Worst Case: O(n) time and O(k) space. The performance is consistent regardless of the data in the stream.

6. Pro Tips, Tricks, and Common Pitfalls

Pro Tips:
- Use efficient random number generators: The quality of the random number generator affects the uniformity of the sample. Use a good quality PRNG provided by your language’s standard library.
- Consider using a fixed seed for reproducibility: If you need to generate the same sample multiple times for testing or debugging, seed the random number generator.
- Optimization for very large k: If k is very large compared to the initial portion of the stream, you can optimize the initial filling of the reservoir.
Common Pitfalls:
- Off-by-one errors: Ensure that the random index j is generated correctly within the appropriate range (0 to i, or 1 to i, depending on the specific implementation).
- Incorrect random number generation: Using a biased or poorly seeded random number generator will lead to a non-uniform sample.
- Memory management: In languages like C++, be mindful of memory allocation when dealing with potentially very large streams.
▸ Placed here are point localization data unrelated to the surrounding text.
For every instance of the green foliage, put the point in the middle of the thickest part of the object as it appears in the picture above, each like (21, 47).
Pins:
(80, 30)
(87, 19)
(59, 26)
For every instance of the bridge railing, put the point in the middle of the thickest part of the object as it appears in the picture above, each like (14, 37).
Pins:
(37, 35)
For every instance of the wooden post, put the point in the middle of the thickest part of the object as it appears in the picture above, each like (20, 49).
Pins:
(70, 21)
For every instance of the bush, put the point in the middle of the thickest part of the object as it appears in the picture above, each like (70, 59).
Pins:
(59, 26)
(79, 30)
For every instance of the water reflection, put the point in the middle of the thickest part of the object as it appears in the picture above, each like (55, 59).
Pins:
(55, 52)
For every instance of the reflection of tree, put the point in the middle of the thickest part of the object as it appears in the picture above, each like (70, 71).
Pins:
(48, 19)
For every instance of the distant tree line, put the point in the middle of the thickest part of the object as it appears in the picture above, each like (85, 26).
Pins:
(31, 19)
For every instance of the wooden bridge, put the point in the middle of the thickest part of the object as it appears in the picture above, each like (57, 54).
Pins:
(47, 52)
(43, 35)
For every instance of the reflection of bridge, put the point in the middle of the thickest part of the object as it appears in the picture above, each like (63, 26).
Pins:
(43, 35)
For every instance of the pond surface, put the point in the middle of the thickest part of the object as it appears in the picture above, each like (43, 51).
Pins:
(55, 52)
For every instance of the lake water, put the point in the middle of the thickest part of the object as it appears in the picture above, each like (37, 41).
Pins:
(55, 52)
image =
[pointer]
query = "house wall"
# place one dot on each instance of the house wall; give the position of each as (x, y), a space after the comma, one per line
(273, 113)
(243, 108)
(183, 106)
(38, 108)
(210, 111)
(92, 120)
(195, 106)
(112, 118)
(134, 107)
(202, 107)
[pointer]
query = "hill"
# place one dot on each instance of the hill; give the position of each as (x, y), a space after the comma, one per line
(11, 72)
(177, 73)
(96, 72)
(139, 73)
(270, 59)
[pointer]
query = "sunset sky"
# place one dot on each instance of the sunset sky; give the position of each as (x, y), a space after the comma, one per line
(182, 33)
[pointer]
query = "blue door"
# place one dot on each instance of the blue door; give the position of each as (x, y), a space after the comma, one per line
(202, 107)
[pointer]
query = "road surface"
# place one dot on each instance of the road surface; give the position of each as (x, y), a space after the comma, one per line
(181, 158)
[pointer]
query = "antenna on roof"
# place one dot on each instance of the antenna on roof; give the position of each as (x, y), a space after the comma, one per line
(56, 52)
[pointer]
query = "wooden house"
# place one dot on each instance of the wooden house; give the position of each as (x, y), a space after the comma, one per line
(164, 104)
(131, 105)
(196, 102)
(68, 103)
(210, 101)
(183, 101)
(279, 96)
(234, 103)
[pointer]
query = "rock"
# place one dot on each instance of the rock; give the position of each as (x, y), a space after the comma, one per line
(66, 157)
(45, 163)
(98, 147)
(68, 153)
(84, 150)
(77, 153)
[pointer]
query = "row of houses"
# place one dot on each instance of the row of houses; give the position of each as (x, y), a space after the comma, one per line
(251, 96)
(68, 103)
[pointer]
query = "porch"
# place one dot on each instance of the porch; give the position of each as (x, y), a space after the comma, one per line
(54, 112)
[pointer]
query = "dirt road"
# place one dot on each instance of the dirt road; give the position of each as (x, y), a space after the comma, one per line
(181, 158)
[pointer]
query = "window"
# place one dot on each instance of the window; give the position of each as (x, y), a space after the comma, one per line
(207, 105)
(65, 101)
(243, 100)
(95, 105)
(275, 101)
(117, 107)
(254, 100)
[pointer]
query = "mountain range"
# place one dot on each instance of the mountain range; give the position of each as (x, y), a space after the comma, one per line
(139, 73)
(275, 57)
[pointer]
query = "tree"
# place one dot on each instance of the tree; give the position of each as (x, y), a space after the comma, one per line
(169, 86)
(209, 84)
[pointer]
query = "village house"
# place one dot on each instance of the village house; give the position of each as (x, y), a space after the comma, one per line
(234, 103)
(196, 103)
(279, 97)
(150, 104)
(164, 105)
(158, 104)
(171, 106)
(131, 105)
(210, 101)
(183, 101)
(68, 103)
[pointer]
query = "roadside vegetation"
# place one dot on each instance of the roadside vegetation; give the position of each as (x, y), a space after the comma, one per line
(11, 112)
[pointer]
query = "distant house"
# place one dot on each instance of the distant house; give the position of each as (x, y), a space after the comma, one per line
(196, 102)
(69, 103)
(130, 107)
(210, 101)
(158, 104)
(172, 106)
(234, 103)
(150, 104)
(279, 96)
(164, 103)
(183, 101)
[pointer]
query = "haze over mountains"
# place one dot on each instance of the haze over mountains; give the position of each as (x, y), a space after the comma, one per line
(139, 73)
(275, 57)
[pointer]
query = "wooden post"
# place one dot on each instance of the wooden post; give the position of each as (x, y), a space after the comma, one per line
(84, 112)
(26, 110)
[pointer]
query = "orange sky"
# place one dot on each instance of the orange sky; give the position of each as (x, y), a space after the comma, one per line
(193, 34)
7. Classic Problem Examples

Example: Linked List Random Node

Description: Given a singly linked list, return a random node’s value from the linked list. Each node must have the same probability of being chosen. Implement the Solution class:

High-Level Approach:

Treat the linked list as a stream of data. Use reservoir sampling with k = 1. Iterate through the linked list. Keep track of the index i of the current node. For each node, generate a random number j between 0 and i. If j is 0, replace the current node in the reservoir (which initially holds the first node). After iterating through the entire list, the reservoir will contain a single node selected uniformly at random. Return the value of that node.

import random

# Definition for singly-linked list.
class ListNode:
    def __init__(self, val=0, next=None):
        self.val = val
        self.next = next

class Solution:

    def __init__(self, head: ListNode):
        self.head = head

    def getRandom(self) -> int:
        reservoir = None
        i = 0
        curr = self.head
        while curr:
            if i == 0:
                reservoir = curr.val
            else:
                j = random.randint(0, i)
                if j == 0:
                    reservoir = curr.val
            i += 1
            curr = curr.next
        return reservoir